Social media also gives local leaders more effective means of communicating political messages. While leaflets can be in production for at least a month before delivery, posting a video is almost instant. VB representatives told me that videos and images are considered more appealing than printed texts, which are seen as uninteresting and too time-consuming to read.

Social media also reaches more informal party supporters and develops a wider base than traditional party membership campaigns. VB’s Facebook following of more than 600,000 outstrips its membership of approximately 20,000.

The Shift from Membership to Party Community

According to almost all the VB representatives I interviewed, there is a widespread lack of enthusiasm for organizational membership, not just of political parties but of all local organisations. So VB’s investment in local branches and social media is not primarily part of a membership recruitment drive.

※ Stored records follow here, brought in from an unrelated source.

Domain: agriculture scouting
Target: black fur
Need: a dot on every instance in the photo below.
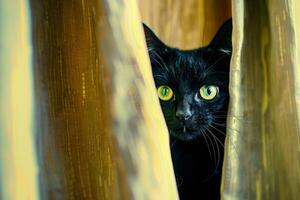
(197, 133)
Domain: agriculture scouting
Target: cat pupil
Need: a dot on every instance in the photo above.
(209, 90)
(165, 91)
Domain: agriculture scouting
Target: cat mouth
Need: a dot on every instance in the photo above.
(185, 133)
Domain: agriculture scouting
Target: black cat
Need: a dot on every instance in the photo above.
(193, 89)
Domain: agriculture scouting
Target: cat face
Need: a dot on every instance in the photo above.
(192, 85)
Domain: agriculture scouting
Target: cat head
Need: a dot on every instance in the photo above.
(192, 85)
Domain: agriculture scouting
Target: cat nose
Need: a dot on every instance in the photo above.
(183, 114)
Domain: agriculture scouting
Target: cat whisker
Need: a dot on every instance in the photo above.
(215, 161)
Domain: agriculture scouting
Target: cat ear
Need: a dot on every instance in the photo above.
(222, 40)
(152, 40)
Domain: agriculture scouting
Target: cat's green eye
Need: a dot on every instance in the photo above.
(165, 93)
(208, 92)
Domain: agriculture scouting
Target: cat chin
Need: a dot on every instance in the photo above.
(186, 137)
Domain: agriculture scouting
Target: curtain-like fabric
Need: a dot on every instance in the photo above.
(18, 163)
(185, 24)
(101, 134)
(263, 143)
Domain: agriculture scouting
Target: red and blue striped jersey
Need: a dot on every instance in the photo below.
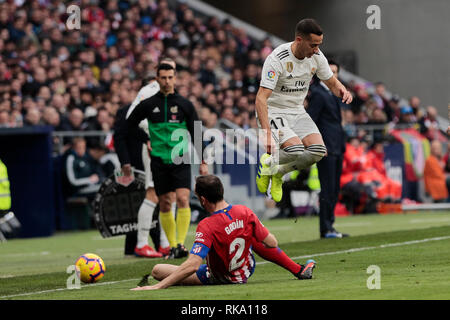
(225, 238)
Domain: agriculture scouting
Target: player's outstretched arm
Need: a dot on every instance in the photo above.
(339, 89)
(186, 269)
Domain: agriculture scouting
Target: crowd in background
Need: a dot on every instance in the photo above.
(76, 80)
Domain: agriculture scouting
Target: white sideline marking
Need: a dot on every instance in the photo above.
(397, 244)
(387, 245)
(64, 289)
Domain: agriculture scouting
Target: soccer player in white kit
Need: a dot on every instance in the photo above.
(285, 79)
(145, 213)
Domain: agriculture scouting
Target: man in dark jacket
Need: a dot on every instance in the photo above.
(325, 110)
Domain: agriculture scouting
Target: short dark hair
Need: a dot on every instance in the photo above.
(210, 187)
(332, 62)
(164, 66)
(307, 26)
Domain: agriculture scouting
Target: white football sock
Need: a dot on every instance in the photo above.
(145, 217)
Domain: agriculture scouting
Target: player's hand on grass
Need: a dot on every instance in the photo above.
(154, 287)
(269, 143)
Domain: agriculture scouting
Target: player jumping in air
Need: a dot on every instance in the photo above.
(285, 79)
(226, 239)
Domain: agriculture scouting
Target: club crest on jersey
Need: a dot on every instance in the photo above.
(289, 66)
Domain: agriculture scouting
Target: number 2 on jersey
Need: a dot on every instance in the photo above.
(234, 263)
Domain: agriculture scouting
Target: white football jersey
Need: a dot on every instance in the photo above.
(146, 92)
(289, 78)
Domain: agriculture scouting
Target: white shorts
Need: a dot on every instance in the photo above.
(148, 172)
(290, 125)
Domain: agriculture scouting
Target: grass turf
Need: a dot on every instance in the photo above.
(411, 250)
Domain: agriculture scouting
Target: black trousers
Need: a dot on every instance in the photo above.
(330, 169)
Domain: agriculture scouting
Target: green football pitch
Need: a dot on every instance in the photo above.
(396, 256)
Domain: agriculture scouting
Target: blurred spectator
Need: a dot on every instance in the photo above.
(32, 117)
(414, 103)
(380, 95)
(434, 175)
(429, 126)
(392, 109)
(83, 173)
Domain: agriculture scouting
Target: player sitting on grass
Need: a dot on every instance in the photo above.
(225, 239)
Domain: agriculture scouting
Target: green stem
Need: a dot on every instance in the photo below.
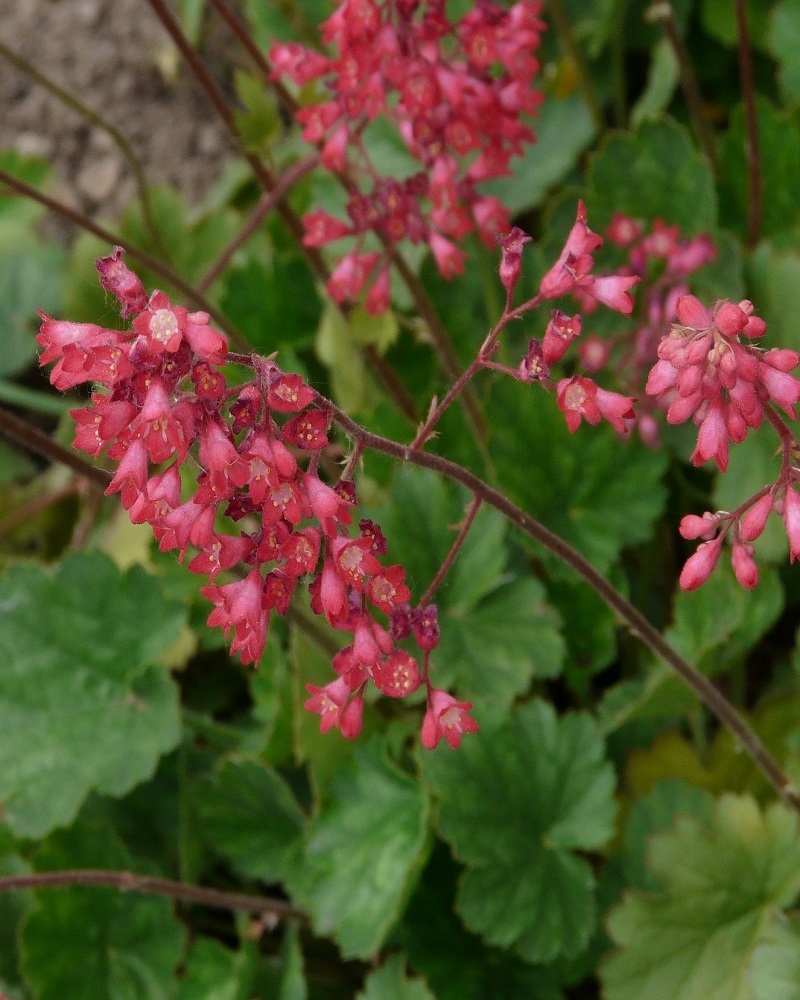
(151, 885)
(635, 621)
(114, 239)
(563, 26)
(35, 399)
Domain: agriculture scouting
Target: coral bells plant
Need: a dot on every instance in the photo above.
(518, 536)
(712, 370)
(457, 92)
(167, 400)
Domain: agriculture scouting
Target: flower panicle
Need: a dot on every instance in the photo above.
(161, 399)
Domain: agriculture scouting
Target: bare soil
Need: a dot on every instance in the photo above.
(116, 58)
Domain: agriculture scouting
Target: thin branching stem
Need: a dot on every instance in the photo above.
(288, 102)
(441, 342)
(263, 174)
(126, 881)
(39, 443)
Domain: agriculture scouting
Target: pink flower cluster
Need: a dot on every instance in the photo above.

Rather, the party seeks to connect itself to a supporter community of both members and sympathisers.

In-person events achieve closer bonds between members, as multiple Flemish parliamentarians told me, through “cultivating camaraderie” and “friendship groups”. However, as friendships cannot be fostered between each VB supporter, virtual solutions have emerged. VB MP and social media coordinator Bart Claes explained to De Morgen: “In 2014, VB was nowhere to be found. Not in the media, nor in people’s minds. That is why we have put a lot of effort into building a community, a digital community.”

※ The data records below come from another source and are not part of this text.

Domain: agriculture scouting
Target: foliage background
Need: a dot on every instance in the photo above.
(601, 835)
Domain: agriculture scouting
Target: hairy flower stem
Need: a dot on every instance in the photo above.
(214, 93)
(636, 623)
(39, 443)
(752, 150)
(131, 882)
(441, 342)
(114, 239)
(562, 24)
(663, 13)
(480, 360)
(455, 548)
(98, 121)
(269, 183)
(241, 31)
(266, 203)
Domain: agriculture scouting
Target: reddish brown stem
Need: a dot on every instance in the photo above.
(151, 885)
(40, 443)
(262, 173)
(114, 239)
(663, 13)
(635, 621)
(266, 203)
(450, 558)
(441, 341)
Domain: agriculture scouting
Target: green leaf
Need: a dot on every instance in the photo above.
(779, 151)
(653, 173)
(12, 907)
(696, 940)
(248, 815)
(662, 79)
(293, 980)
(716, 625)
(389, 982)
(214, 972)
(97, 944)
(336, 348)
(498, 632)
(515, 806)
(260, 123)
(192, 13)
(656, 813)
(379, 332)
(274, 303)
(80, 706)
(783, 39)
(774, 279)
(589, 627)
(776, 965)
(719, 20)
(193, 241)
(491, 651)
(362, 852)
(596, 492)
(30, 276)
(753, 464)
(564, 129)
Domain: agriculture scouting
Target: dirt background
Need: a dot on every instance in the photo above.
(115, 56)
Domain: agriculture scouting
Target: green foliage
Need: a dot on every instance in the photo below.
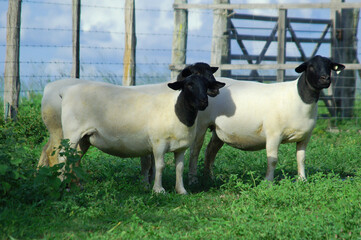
(11, 157)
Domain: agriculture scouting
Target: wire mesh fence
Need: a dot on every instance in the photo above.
(46, 42)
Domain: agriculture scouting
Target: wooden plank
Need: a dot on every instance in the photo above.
(281, 46)
(180, 33)
(325, 5)
(75, 71)
(220, 38)
(322, 38)
(295, 40)
(275, 19)
(11, 73)
(263, 78)
(240, 43)
(130, 44)
(288, 39)
(268, 43)
(345, 88)
(265, 58)
(349, 66)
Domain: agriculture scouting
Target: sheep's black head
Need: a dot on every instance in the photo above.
(194, 89)
(203, 69)
(318, 71)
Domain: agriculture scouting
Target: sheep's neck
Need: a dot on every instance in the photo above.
(184, 111)
(307, 93)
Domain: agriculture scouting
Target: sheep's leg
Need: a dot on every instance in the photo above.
(179, 165)
(159, 166)
(301, 156)
(147, 169)
(212, 149)
(272, 145)
(195, 148)
(47, 157)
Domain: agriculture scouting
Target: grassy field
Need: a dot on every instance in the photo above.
(237, 204)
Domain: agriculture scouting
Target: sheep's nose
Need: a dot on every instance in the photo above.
(325, 79)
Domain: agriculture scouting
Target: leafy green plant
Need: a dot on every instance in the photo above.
(12, 154)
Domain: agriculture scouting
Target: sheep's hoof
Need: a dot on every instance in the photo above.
(159, 190)
(192, 180)
(182, 191)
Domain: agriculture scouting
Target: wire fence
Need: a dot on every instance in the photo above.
(46, 47)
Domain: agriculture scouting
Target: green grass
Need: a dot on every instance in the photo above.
(113, 204)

For VB, the party community is underpinned by a sense of exclusion. Bonds are formed by the idea that members are “pushed into the same corner” by the cordon sanitaire, an agreement between all other political parties to block VB from participation in government at any level.

Evolving Through Exclusion

VB representatives credit their interest in social media to exclusion from the mass media, as the party feels underrepresented in traditional mass media. Social media provides a direct form of communication with supporters.

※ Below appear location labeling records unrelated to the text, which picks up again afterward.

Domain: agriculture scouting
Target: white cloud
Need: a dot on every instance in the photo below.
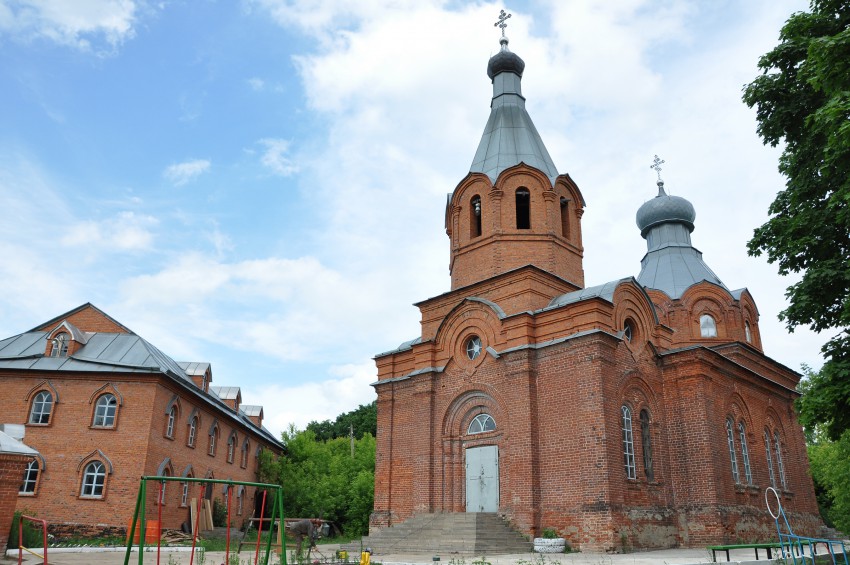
(314, 400)
(88, 25)
(181, 173)
(275, 157)
(126, 232)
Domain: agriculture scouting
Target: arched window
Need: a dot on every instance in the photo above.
(214, 433)
(523, 209)
(231, 447)
(60, 345)
(769, 459)
(30, 478)
(162, 486)
(777, 450)
(104, 411)
(628, 330)
(745, 452)
(628, 443)
(646, 442)
(94, 477)
(707, 326)
(730, 439)
(473, 347)
(475, 216)
(243, 460)
(565, 219)
(42, 406)
(480, 424)
(193, 431)
(169, 425)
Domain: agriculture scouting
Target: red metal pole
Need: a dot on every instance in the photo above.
(227, 543)
(197, 524)
(260, 529)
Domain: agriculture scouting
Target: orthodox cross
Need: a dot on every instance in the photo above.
(501, 23)
(656, 164)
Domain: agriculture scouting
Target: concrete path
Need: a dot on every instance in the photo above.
(660, 557)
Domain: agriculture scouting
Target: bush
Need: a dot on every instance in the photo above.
(32, 534)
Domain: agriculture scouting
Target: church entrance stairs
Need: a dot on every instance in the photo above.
(446, 534)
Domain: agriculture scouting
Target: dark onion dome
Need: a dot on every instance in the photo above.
(664, 208)
(505, 61)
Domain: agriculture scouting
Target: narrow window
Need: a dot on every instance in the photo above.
(565, 219)
(30, 478)
(628, 443)
(730, 438)
(162, 485)
(646, 441)
(193, 431)
(523, 209)
(42, 405)
(230, 448)
(243, 460)
(93, 478)
(104, 411)
(480, 424)
(777, 449)
(60, 345)
(769, 459)
(473, 347)
(628, 331)
(707, 326)
(169, 426)
(213, 438)
(475, 217)
(745, 453)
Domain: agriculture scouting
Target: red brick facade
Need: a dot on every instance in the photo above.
(142, 440)
(559, 368)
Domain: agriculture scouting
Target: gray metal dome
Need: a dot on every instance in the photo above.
(505, 61)
(664, 208)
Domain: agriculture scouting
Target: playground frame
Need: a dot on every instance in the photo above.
(139, 516)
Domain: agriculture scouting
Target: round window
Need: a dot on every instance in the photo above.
(473, 347)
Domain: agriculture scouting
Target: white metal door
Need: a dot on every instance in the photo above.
(482, 479)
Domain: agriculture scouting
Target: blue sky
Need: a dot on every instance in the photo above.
(260, 183)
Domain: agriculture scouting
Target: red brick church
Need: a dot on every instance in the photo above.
(639, 413)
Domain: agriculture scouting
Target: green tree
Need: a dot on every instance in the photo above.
(363, 420)
(323, 479)
(803, 101)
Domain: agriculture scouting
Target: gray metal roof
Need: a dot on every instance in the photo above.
(671, 264)
(226, 392)
(604, 291)
(510, 137)
(251, 409)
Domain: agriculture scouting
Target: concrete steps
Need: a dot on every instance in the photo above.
(467, 533)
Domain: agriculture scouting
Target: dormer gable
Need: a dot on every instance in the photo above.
(64, 340)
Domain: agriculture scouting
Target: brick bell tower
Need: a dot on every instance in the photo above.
(513, 208)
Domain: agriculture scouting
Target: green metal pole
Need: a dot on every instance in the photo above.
(132, 528)
(143, 493)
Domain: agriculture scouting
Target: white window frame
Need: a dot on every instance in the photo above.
(730, 439)
(628, 443)
(94, 480)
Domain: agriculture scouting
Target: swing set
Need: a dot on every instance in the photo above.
(139, 519)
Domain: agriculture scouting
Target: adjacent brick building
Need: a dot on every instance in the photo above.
(640, 413)
(103, 407)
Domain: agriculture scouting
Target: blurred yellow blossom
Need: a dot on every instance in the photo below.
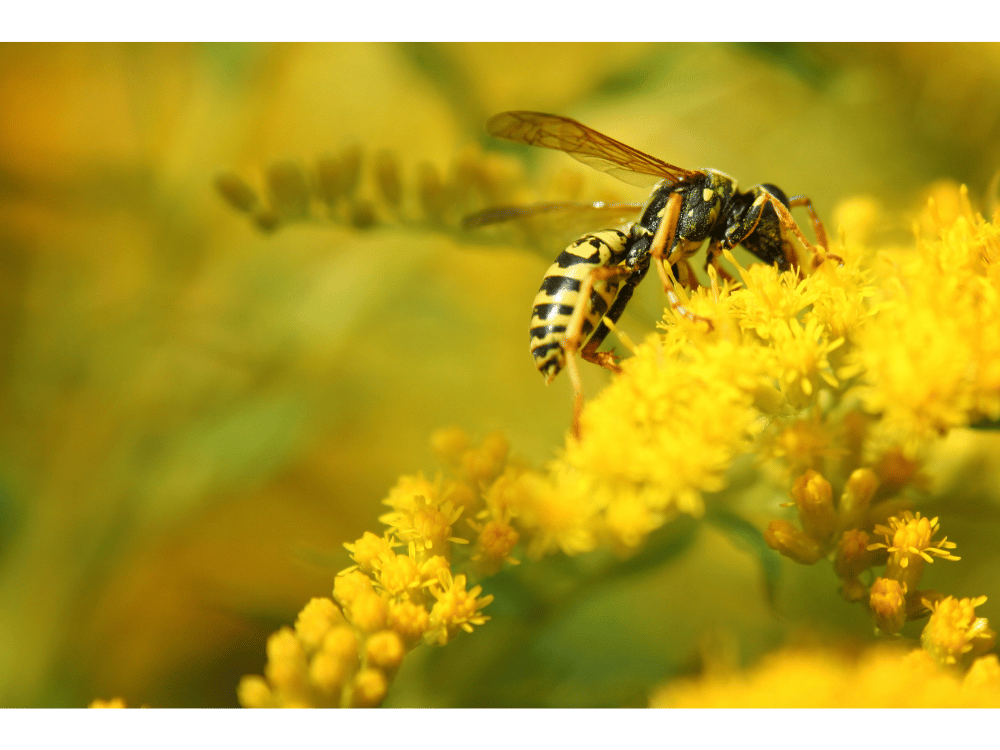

However, since social media companies in the USA took action against former President Donald Trump, VB representatives express concerns about possible “censorship” on Facebook and Instagram. Given these threats, where next for VB and social media?

The party has begun diversifying the channels it uses, rather than turning away from digital organizing. For a recent protest, the party mobilised activists using WhatsApp groups, and they began a “VBTV” section on their YouTube channel. Leader Tom van Grieken experimented with TikTok, while another high-profile representative, Dries Van Langenhove, began using Telegram to “arm” himself against censorship. At the same time, in some parts of Flanders, such as party bastion Ninove, activists are exploring door-to-door campaigning and house visits.

The VB’s way forward is continued pairing of the local and personal with the virtual in its development of a 21st-century mass party.